Last week, former CIA Director John Brennan testified before the House Intelligence Committee that the United States knew about potential Russian interference in the presidential election at least as early as last year. While well-publicized investigations are now ongoing about potential contacts the Trump campaign had with Russia, there’s a critical question being ignored: Why didn’t the Obama administration take steps to stop Russian interference in an American election?
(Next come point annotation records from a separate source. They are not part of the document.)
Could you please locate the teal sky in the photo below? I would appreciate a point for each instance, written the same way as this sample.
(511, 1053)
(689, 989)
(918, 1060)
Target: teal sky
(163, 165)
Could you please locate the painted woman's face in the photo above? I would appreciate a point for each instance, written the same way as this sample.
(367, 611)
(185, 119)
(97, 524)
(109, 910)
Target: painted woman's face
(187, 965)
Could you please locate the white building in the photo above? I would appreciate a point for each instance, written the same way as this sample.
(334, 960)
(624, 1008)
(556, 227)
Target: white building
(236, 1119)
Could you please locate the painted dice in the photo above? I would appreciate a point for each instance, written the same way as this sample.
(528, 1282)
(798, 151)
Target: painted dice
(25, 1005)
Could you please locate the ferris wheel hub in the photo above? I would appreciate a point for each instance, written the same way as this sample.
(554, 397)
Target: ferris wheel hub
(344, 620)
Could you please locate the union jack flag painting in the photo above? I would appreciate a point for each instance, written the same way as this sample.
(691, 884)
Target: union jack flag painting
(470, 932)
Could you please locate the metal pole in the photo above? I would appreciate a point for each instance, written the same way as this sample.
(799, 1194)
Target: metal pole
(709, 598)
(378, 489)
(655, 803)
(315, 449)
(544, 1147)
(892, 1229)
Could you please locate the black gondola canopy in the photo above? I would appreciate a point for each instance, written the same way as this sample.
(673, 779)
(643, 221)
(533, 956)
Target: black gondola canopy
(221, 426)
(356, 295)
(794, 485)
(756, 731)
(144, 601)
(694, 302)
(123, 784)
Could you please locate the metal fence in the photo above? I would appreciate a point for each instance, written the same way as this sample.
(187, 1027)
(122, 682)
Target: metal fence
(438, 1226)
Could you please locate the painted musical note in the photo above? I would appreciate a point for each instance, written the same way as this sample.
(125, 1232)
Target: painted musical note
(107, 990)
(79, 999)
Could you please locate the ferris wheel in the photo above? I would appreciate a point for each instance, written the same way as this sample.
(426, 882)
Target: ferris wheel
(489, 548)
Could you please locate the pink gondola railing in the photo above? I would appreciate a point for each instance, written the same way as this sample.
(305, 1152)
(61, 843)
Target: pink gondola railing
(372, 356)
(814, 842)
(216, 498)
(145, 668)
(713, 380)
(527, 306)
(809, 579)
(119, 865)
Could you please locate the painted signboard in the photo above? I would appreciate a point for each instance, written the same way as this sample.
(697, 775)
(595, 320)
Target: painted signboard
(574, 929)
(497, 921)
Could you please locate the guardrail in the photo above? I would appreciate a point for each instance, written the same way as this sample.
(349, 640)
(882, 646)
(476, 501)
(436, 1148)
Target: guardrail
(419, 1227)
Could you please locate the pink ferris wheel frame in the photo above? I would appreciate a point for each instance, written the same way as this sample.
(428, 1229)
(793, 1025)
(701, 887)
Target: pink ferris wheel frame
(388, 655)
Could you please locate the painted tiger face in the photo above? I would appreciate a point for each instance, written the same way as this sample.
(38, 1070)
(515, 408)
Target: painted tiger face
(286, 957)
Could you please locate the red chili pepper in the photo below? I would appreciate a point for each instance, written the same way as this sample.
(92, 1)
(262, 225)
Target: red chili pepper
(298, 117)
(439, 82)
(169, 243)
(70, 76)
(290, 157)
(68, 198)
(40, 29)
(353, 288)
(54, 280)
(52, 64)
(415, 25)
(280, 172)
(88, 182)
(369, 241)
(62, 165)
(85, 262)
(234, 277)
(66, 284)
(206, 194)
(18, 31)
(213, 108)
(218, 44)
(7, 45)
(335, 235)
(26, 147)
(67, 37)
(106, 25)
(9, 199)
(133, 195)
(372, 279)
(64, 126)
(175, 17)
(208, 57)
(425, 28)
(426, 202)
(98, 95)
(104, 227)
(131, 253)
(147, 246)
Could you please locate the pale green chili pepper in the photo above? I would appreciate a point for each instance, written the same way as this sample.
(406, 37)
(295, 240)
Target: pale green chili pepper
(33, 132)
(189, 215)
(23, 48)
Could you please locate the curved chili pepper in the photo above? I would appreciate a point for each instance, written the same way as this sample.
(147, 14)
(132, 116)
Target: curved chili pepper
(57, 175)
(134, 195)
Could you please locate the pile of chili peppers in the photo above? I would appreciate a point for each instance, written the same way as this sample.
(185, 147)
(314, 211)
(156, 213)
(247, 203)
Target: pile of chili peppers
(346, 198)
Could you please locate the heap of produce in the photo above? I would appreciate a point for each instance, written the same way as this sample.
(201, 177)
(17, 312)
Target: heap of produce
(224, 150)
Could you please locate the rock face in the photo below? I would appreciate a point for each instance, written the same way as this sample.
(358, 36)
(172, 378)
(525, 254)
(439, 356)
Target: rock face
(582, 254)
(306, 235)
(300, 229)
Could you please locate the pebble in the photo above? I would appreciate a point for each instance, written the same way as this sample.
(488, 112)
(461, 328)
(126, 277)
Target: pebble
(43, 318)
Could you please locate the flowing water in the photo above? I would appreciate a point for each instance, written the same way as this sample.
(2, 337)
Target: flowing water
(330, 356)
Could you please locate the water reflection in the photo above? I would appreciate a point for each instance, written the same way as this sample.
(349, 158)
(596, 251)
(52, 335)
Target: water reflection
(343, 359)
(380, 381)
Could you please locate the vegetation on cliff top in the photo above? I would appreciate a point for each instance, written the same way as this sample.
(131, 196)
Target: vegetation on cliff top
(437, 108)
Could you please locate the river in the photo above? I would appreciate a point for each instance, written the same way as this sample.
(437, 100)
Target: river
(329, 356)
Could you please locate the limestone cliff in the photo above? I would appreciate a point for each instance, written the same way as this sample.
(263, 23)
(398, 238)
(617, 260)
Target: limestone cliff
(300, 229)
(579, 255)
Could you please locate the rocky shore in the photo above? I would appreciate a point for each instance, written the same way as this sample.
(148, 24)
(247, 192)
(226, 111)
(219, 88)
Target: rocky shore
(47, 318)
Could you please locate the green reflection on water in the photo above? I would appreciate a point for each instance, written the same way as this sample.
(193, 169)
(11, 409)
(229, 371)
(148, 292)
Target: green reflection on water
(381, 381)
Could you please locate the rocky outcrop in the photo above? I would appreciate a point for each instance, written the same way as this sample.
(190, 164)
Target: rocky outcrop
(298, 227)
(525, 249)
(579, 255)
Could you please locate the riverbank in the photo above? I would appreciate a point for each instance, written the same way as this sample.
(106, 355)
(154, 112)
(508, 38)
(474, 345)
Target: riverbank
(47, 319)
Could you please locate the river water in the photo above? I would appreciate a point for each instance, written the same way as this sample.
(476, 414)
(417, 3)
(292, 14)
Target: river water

As former chair of the National Security Agency and Cybersecurity Subcommittee of the House Intelligence Committee, I engaged in a bipartisan effort with Rep. Jim Himes (D-Conn.) to get the Obama administration to define what “offensive” and “defensive” actions were in the context of cyber warfare. Unlike conventional warfare, there’s no “front” in a cyber war, so learning whether you’re on offense or defense in a given situation is critical. For example, if there is a known threat, does NSA take steps to merely defend against the threat or actively seek to counteract that threat? Despite our efforts to discuss the issue with officials and amend bills on the floor to force the issue, the Obama administration continued to stonewall.
Had the Obama administration decided to clarify when to actively fight a threat and when to defend against one, we could have mitigated the threat of Russian interference in our election process. If the Obama administration had used the tools at its disposal, it’s entirely possible we wouldn’t need the current investigations. They could have cut the Russians off at the pass.
The Obama administration’s refusal to define any strategy makes their policy decisions related to intelligence even more baffling — because we have now learned that, not only did they intentionally refuse to counteract the Russian threat, the Obama administration repeatedly used intelligence-gathering tools against Americans.
A few weeks ago, the Office of the Director of National Intelligence released a mountain of documents related to the targeting and minimization procedures used by the NSA. Targeting is how we determine which potential foreign intelligence sources we are monitoring. Minimization is how we restrict the amount of information disclosed from the raw intelligence.
The documents revealed something very disturbing about the so-called Section 702 collection, which is one of the ways the NSA collects internet transactions. I was a big supporter of Section 702 collection while in Congress, but as with all legislation, it’s only as good as the implementation. I was shocked to learn about the Obama administration’s failure to follow Section 702’s targeting and minimization procedures. Not surprisingly, the FISA court reprimanded the government about its “lack of candor” and the “serious Fourth Amendment issue[s]” presented by these Obama administration violations.
Beginning in 2011, the Obama administration cast a wider net than allowed by law. Instead of limiting searches to foreign agents who were targets of investigations, the administration searched for communications about those people—meaning Americans who only mentioned a foreign agent would have their communications accessed and analyzed without any warrant or probable cause. This is an obvious violation of the Fourth Amendment.
Further, these kinds of searches can result in the disclosure of the identities of U.S. citizens collected as part of the raw intelligence. The minimization procedures require the “masking” of the names of U.S. individuals who are incidental to a foreign communication. But we know from Susan Rice and others that the Obama administration repeatedly unmasked the identities of citizens found in raw intelligence.
Something I would have never imagined would occur in America resulted from this illegal use of intelligence: surveillance tools were likely used on our fellow citizens who were not suspected of a crime. While using methods designed to keep us safe, the Obama administration was trampling on the law and our constitutional rights. While refusing to do anything about the Russian threat they knew was coming, the Obama administration targeted the Trump campaign for surveillance.
We can all hope that no future administration, regardless of party, weaponizes intelligence-gathering against its own citizens for political purposes under the guise of public safety. And we can hope that in this new war — where the battle is in binary code instead of bullets and bombs — that no administration again violates the constitutional rights of Americans.
Lynn Westmoreland served in the U.S. House as a Georgia Republican from 2005 to 2017. He headed the House Subcommittee on the National Security Agency and Cybersecurity.